Re: Speed up Clog Access by increasing CLOG buffers

From: Tomas Vondra <tomas(dot)vondra(at)2ndquadrant(dot)com>
To: Amit Kapila <amit(dot)kapila16(at)gmail(dot)com>
Cc: Robert Haas <robertmhaas(at)gmail(dot)com>, Jim Nasby <Jim(dot)Nasby(at)bluetreble(dot)com>, Dilip Kumar <dilipbalaut(at)gmail(dot)com>, Andres Freund <andres(at)anarazel(dot)de>, pgsql-hackers <pgsql-hackers(at)postgresql(dot)org>
Subject: Re: Speed up Clog Access by increasing CLOG buffers
Date: 2016-11-02 17:18:38
Message-ID: 04e39ac9-af28-0fda-8f72-7268197d281f@2ndquadrant.com
Views: Raw Message | Whole Thread | Download mbox | Resend email
Thread:
Lists: pgsql-hackers

On 11/02/2016 05:52 PM, Amit Kapila wrote:
> On Wed, Nov 2, 2016 at 9:01 AM, Tomas Vondra
> <tomas(dot)vondra(at)2ndquadrant(dot)com> wrote:
>> On 11/01/2016 08:13 PM, Robert Haas wrote:
>>>
>>> On Mon, Oct 31, 2016 at 5:48 PM, Tomas Vondra
>>> <tomas(dot)vondra(at)2ndquadrant(dot)com> wrote:
>>>>
>>
>> The one remaining thing is the strange zig-zag behavior, but that might
>> easily be a due to scheduling in kernel, or something else. I don't consider
>> it a blocker for any of the patches, though.
>>
>
> The only reason I could think of for that zig-zag behaviour is
> frequent multiple clog page accesses and it could be due to below
> reasons:
>
> a. transaction and its subtransactions (IIRC, Dilip's case has one
> main transaction and two subtransactions) can't fit into same page, in
> which case the group_update optimization won't apply and I don't think
> we can do anything for it.
> b. In the same group, multiple clog pages are being accessed. It is
> not a likely scenario, but it can happen and we might be able to
> improve a bit if that is happening.
> c.
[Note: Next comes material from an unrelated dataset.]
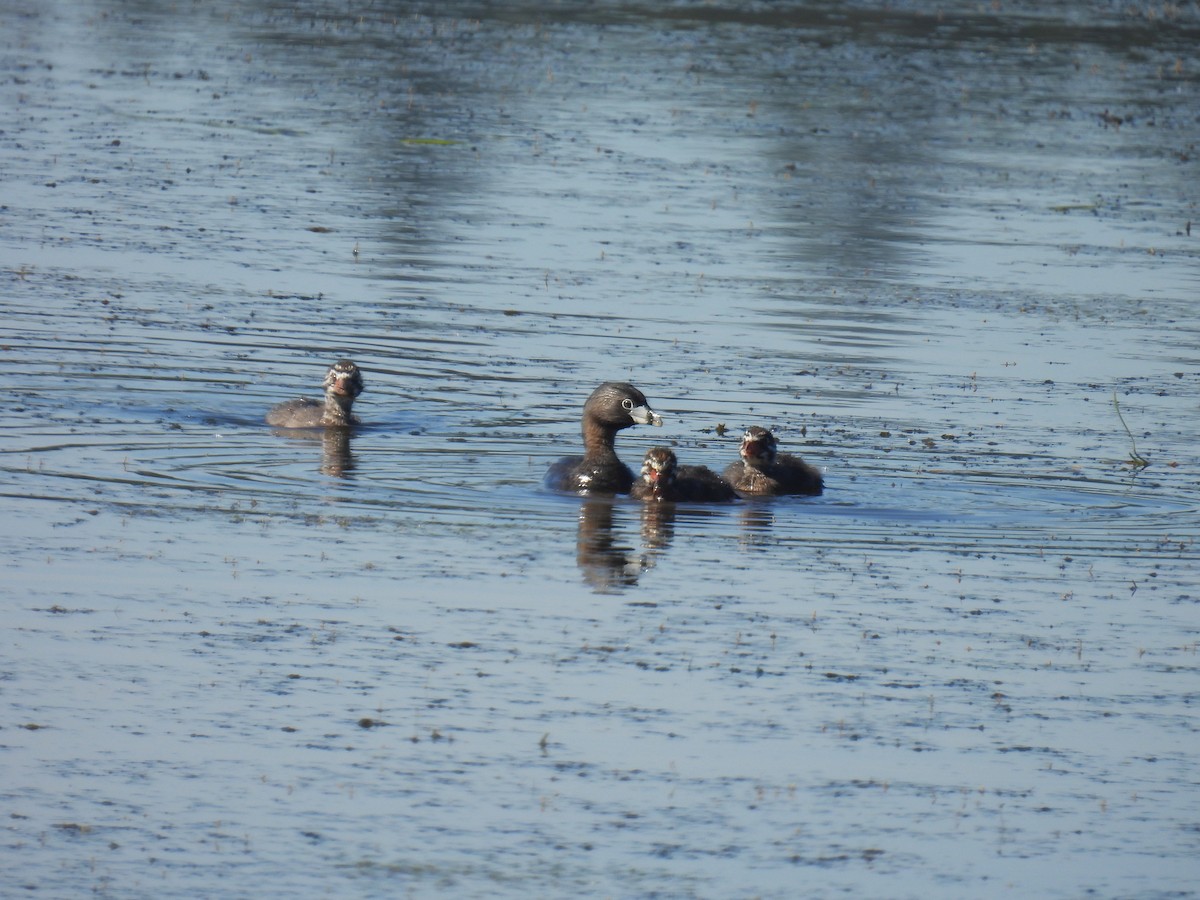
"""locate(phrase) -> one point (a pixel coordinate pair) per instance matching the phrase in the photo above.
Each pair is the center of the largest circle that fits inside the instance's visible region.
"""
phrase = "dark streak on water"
(930, 250)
The transactions at same time tries to update different clog page.
> I think as mentioned upthread we can handle it by using slots an
> allowing multiple groups to work together instead of a single group.
>
> To check if there is any impact due to (a) or (b), I have added few
> logs in code (patch - group_update_clog_v9_log). The log message
> could be "all xacts are not on same page" or "Group contains
> different pages".
>
> Patch group_update_clog_v9_slots tries to address (c). So if there
> is any problem due to (c), this patch should improve the situation.
>
> Can you please try to run the test where you saw zig-zag behaviour
> with both the patches separately? I think if there is anything due
> to postgres, then you can see either one of the new log message or
> performance will be improved, OTOH if we see same behaviour, then I
> think we can probably assume it due to scheduler activity and move
> on. Also one point to note here is that even when the performance is
> down in that curve, it is equal to or better than HEAD.
>

Will do.

Based on the results with more client counts (increment by 6 clients
instead of 36), I think this really looks like something unrelated to
any of the patches - kernel, CPU, or something already present in
current master.

The attached results show that:

(a) master shows the same zig-zag behavior - No idea why this wasn't
observed on the previous runs.

(b) group_update actually seems to improve the situation, because the
performance keeps stable up to 72 clients, while on master the
fluctuation starts way earlier.

I'll redo the tests with a newer kernel - this was on 3.10.x which is
what Red Hat 7.2 uses, I'll try on 4.8.6. Then I'll try with the patches
you submitted, if the 4.8.6 kernel does not help.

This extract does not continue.